記事特集
兵庫県は二〇〇六年度から、阪神・淡路大震災の復興住宅に高齢世帯生活援助員(SCS)が常駐する「自立支援拠点」を順次開設する。「巡回型」だったSCSの見守りサービスを、〇九年度までに「常駐型」に移行し、コミュニティーづくりにも役立てる。国は高齢者向け住宅で常駐型の見守りサービスを展開しているが、一般住宅にも常駐拠点を設ける兵庫独自の試みは、震災の教訓を生かした超高齢社会での取り組みとして注目を集めそうだ。(岸本達也)
被災地では、福祉現場で働いた経験がある九十八人が、復興住宅の被災高齢者を週一回のペースで訪問し、安否確認や生活相談などを行っている。現在の見守り対象は百九十六団地、約二千四百人に上る。

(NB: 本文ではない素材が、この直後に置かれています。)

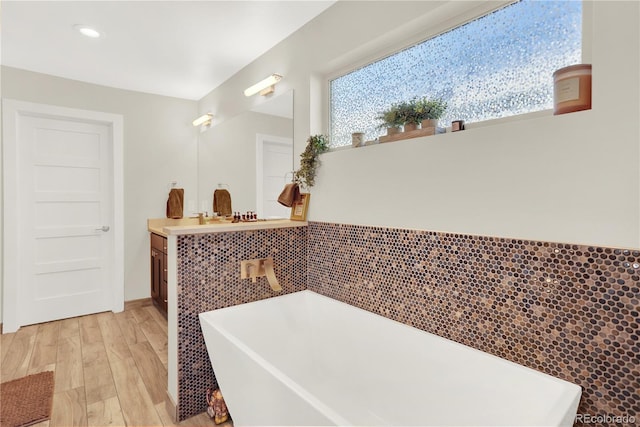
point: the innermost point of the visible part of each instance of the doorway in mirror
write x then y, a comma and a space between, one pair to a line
273, 163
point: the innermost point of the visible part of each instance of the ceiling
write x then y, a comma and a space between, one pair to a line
176, 48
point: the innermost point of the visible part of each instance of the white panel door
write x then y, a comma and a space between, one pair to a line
277, 160
65, 218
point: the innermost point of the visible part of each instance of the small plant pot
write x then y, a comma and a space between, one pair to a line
410, 126
357, 139
429, 123
393, 131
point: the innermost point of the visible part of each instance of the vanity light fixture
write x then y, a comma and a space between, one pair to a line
264, 87
204, 119
87, 31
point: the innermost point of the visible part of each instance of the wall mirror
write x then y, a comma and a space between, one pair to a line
250, 155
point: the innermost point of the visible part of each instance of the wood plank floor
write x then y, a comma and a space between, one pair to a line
110, 369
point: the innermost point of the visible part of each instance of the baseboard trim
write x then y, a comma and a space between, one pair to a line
137, 303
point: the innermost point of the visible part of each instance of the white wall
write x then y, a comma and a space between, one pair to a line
572, 178
160, 146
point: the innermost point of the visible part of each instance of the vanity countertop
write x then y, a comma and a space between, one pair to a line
167, 226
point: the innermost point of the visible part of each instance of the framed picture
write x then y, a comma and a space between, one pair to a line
299, 209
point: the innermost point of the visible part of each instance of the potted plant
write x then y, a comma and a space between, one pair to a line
428, 111
408, 112
309, 162
391, 119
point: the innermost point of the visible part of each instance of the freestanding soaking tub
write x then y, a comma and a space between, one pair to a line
306, 359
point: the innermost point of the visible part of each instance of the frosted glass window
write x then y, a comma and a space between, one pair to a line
496, 66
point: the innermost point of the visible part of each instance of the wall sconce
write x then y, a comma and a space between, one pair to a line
204, 119
265, 86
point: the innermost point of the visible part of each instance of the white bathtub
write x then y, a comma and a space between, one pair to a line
305, 359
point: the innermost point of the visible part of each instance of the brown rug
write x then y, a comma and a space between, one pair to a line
27, 400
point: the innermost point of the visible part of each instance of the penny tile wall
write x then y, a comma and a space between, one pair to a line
208, 275
570, 311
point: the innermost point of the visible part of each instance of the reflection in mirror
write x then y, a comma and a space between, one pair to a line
250, 155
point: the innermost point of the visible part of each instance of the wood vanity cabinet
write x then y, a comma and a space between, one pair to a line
159, 272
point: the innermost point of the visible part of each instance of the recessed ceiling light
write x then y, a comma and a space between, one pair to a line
87, 31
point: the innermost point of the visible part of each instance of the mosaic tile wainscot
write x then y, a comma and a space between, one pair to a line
208, 271
568, 310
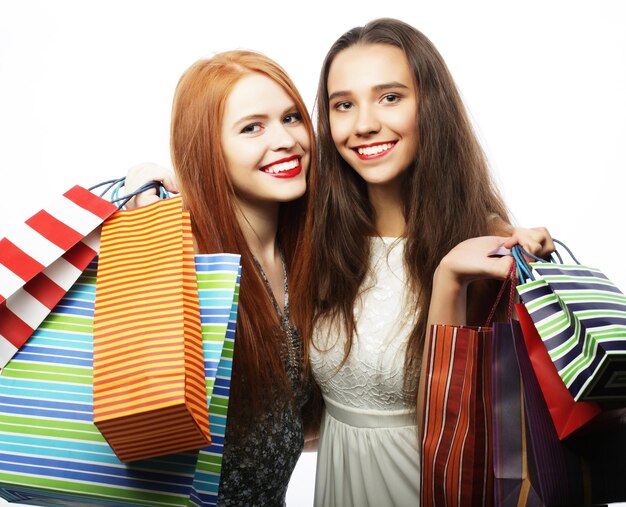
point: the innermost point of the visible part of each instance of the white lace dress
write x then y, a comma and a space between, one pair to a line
368, 449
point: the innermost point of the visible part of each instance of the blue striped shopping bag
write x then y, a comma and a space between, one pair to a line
581, 318
52, 454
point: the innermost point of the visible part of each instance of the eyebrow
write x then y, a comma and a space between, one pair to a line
257, 117
377, 88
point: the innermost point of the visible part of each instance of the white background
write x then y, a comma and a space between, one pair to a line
86, 90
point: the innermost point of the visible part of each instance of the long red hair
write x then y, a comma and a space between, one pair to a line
197, 114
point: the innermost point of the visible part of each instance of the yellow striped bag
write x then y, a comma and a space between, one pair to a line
149, 388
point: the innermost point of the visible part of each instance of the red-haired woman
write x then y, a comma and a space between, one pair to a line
241, 144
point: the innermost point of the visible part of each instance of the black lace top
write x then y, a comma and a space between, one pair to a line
257, 467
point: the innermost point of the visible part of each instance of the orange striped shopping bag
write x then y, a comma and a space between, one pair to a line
456, 467
149, 388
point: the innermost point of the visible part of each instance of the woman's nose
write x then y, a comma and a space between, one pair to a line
283, 139
367, 122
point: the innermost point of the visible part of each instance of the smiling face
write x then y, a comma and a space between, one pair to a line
266, 145
373, 111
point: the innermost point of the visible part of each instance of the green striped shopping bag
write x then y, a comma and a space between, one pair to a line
581, 318
51, 453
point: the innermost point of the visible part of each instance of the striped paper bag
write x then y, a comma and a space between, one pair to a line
581, 318
52, 454
50, 451
532, 466
456, 467
218, 291
41, 259
149, 387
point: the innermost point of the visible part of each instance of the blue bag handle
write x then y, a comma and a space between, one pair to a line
113, 187
524, 271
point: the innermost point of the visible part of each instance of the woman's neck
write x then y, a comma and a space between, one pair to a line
388, 209
259, 225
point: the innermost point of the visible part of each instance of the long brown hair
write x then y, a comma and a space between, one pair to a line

復興住宅の高齢化率は43・8%(二〇〇四年)と、一般県営住宅の17・7%(同)に比べ際立って高い。加齢に伴い閉じこもりがちな高齢者が増える傾向にあり、自治会などコミュニティー活動の停滞を招けば「孤独死」が増加する恐れもある。今後も高齢化の進行が見込まれるため、県は「訪問だけでは限界がある」と判断した。
高齢者向けの「シルバーハウジング」では、国の制度として生活援助員(LSA)が常駐しているが、県が設置した「復興フォローアップ委員会」は十一月、一般住宅での見守り拠点の開設を県に提言していた。
県は今後、SCS事業に取り組む神戸、西宮など八市と調整を進め、ニーズの高い団地から、集会所や空き部屋を活用した常駐拠点を整備。非営利団体や社会福祉法人に運営してもらい、地域内の周囲の復興住宅も対象に活動してもらう。住民同士や地域との交流なども支援する。
基金事業は二〇〇四年度で終了する予定だったが、SCSなどの高齢者見守りサービスは基金の残余金を生かし、〇九年度まで延長された。拠点づくりも基金事業として展開し、一〇年度以降は一般施策としての継続も検討するという。